I’ve been watching Season 3 of Battlestar Galactica. [I'm not linking to any BSG sites because I highly, highly recommend that you don't read about it, just watch it from the very beginning and be surprised. Its very good- fairly dark.] It was the perfect activity for my long Christmas flight and made the 8 hours go incredibly fast.
The first 4 episodes of season 3 may be my favorite ever. The people are at war and they are desperate, but, for the people involved, knowing who was good and who was bad afterwards becomes increasingly impossible.
People are in terrible situations with terrible options and almost no one is blameless.

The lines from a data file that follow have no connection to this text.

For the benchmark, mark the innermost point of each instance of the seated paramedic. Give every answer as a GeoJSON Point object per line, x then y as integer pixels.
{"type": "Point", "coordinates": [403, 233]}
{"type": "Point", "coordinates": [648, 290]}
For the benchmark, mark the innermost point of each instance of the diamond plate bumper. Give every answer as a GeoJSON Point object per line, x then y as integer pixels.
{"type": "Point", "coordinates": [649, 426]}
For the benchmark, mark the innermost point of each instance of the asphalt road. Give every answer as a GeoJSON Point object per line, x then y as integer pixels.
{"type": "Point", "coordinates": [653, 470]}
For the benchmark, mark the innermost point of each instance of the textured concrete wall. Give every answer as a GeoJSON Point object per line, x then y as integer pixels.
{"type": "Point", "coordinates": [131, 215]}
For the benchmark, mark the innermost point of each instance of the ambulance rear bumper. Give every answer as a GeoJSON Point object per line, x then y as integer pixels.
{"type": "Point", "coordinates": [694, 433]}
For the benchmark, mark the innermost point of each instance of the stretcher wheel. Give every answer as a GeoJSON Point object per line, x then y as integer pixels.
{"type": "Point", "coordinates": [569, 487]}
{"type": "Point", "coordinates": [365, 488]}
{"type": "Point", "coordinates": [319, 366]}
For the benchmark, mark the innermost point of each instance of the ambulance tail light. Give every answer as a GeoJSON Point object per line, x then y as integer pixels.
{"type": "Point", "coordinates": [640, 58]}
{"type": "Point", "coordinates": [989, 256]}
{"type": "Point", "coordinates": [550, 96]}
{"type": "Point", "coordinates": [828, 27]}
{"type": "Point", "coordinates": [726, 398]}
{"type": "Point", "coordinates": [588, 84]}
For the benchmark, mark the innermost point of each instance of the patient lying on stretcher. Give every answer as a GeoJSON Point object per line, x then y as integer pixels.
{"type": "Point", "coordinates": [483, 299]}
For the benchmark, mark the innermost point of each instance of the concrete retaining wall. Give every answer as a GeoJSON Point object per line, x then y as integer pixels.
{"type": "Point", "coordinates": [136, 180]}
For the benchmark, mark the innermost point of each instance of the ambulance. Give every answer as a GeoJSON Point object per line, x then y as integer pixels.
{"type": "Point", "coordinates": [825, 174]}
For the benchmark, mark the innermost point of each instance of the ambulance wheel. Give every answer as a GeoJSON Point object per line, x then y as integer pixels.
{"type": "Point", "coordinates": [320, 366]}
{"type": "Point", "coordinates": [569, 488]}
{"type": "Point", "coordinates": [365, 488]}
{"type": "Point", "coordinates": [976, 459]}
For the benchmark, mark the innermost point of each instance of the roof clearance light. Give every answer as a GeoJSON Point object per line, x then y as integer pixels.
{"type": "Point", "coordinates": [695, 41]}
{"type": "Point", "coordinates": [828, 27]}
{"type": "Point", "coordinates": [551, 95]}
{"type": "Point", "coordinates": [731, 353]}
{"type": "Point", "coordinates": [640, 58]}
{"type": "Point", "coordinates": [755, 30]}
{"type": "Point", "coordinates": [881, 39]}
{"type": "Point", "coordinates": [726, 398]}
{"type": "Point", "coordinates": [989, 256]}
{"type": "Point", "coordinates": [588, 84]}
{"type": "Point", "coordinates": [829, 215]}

It was the clearest depiction of the hellishness and humaness of war that I have ever seen. When I think about war, I feel so, so sad about how we humans can treat each other.
It reminds me of one of my favorite Christmas songs ever: I Heard The Bells on Christmas Day.

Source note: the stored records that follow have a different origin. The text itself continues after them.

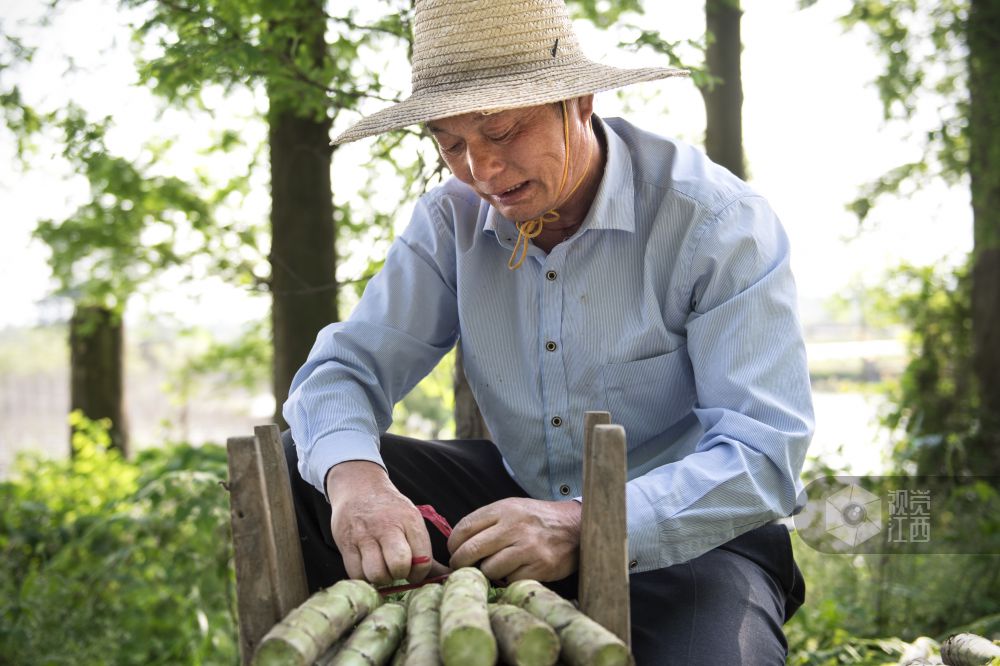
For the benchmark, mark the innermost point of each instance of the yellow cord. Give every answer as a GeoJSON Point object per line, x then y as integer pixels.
{"type": "Point", "coordinates": [529, 229]}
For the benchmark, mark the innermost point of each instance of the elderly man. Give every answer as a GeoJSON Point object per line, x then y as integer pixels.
{"type": "Point", "coordinates": [581, 263]}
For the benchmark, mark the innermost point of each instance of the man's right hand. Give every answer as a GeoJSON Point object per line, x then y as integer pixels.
{"type": "Point", "coordinates": [378, 531]}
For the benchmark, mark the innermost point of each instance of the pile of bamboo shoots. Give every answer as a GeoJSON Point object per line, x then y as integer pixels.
{"type": "Point", "coordinates": [958, 650]}
{"type": "Point", "coordinates": [462, 622]}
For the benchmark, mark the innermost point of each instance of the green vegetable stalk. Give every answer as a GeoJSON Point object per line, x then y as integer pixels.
{"type": "Point", "coordinates": [376, 638]}
{"type": "Point", "coordinates": [524, 639]}
{"type": "Point", "coordinates": [466, 637]}
{"type": "Point", "coordinates": [584, 641]}
{"type": "Point", "coordinates": [970, 650]}
{"type": "Point", "coordinates": [422, 626]}
{"type": "Point", "coordinates": [312, 627]}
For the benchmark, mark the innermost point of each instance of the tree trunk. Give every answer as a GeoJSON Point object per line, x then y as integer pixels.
{"type": "Point", "coordinates": [724, 100]}
{"type": "Point", "coordinates": [97, 369]}
{"type": "Point", "coordinates": [303, 256]}
{"type": "Point", "coordinates": [984, 117]}
{"type": "Point", "coordinates": [469, 423]}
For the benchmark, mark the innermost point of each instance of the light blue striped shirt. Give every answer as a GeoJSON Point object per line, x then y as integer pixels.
{"type": "Point", "coordinates": [673, 308]}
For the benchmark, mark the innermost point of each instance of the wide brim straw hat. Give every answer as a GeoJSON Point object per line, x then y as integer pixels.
{"type": "Point", "coordinates": [491, 55]}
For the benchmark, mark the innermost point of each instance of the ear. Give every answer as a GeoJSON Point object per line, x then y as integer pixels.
{"type": "Point", "coordinates": [584, 107]}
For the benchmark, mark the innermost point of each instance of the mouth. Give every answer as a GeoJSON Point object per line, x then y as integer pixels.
{"type": "Point", "coordinates": [511, 194]}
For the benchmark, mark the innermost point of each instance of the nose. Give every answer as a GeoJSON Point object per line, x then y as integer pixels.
{"type": "Point", "coordinates": [485, 162]}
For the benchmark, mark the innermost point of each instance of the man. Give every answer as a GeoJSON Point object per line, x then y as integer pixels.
{"type": "Point", "coordinates": [581, 264]}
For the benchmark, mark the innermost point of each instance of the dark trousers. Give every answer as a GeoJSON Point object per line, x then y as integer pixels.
{"type": "Point", "coordinates": [725, 607]}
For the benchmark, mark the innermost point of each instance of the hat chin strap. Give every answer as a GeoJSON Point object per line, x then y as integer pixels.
{"type": "Point", "coordinates": [529, 229]}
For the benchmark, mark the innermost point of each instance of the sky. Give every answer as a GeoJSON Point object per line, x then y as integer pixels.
{"type": "Point", "coordinates": [812, 125]}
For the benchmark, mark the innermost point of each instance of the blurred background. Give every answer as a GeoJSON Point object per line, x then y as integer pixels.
{"type": "Point", "coordinates": [167, 257]}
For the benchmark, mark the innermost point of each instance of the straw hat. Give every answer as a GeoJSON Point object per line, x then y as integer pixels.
{"type": "Point", "coordinates": [489, 55]}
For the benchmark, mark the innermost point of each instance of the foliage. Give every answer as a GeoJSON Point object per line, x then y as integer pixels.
{"type": "Point", "coordinates": [108, 561]}
{"type": "Point", "coordinates": [427, 412]}
{"type": "Point", "coordinates": [933, 409]}
{"type": "Point", "coordinates": [865, 609]}
{"type": "Point", "coordinates": [127, 231]}
{"type": "Point", "coordinates": [924, 81]}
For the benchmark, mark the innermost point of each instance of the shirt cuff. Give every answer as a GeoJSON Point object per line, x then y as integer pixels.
{"type": "Point", "coordinates": [643, 533]}
{"type": "Point", "coordinates": [334, 449]}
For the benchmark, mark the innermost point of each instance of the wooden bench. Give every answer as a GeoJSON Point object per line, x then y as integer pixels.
{"type": "Point", "coordinates": [270, 576]}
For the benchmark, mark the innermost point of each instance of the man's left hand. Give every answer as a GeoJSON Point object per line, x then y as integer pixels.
{"type": "Point", "coordinates": [519, 538]}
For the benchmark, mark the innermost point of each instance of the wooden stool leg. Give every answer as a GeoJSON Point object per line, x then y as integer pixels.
{"type": "Point", "coordinates": [270, 574]}
{"type": "Point", "coordinates": [604, 586]}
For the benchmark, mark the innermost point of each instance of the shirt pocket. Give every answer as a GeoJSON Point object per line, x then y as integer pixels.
{"type": "Point", "coordinates": [649, 395]}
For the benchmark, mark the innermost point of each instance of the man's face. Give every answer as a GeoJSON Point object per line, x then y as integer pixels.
{"type": "Point", "coordinates": [514, 159]}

It was written by Henry Wadsworth Longfellow. From Wikipedia:
Longfellow wrote “Christmas Bells” on Christmas Day 1863 in the midst of the American Civil War and the news of his son Charles Appleton Longfellow having suffered wounds as a soldier in the Battle of New Hope Church, VA during the Mine Run Campaign. He had suffered the great loss of his wife two years prior to an accident with fire. His despair in the following years was recorded in his journal.
The song is based on the poem Longfellow’s poem Christmas Bells.
I HEARD the bells on Christmas Day
Their old, familiar carols play,
And wild and sweet
The words repeat
Of peace on earth, good-will to men!
And thought how, as the day had come,
The belfries of all Christendom
Had rolled along
The unbroken song
Of peace on earth, good-will to men!
Till ringing, singing on its way,
The world revolved from night to day,
A voice, a chime,
A chant sublime
Of peace on earth, good-will to men!
Then from each black, accursed mouth
The cannon thundered in the South,
And with the sound
The carols drowned
Of peace on earth, good-will to men!
It was as if an earthquake rent
The hearth-stones of a continent,
And made forlorn
The households born
Of peace on earth, good-will to men!
And in despair I bowed my head;
“There is no peace on earth,” I said;
“For hate is strong,
And mocks the song
Of peace on earth, good-will to men!”
Then pealed the bells more loud and deep:
“God is not dead, nor doth He sleep;
The Wrong shall fail,
The Right prevail,
With peace on earth, good-will to men.”
I remember reading part of this poem in Ray Bradbury’s book Something Wicked This Way Comes. I love that book. It is also populated by very human people. And by “human” I mean flawed, and sometimes wicked, and sometimes sad and yearning for goodness. There is darkness, and there is hope. Its a great, great book. If you haven’t read it yet, read it! In the month of October when it is meant to be read.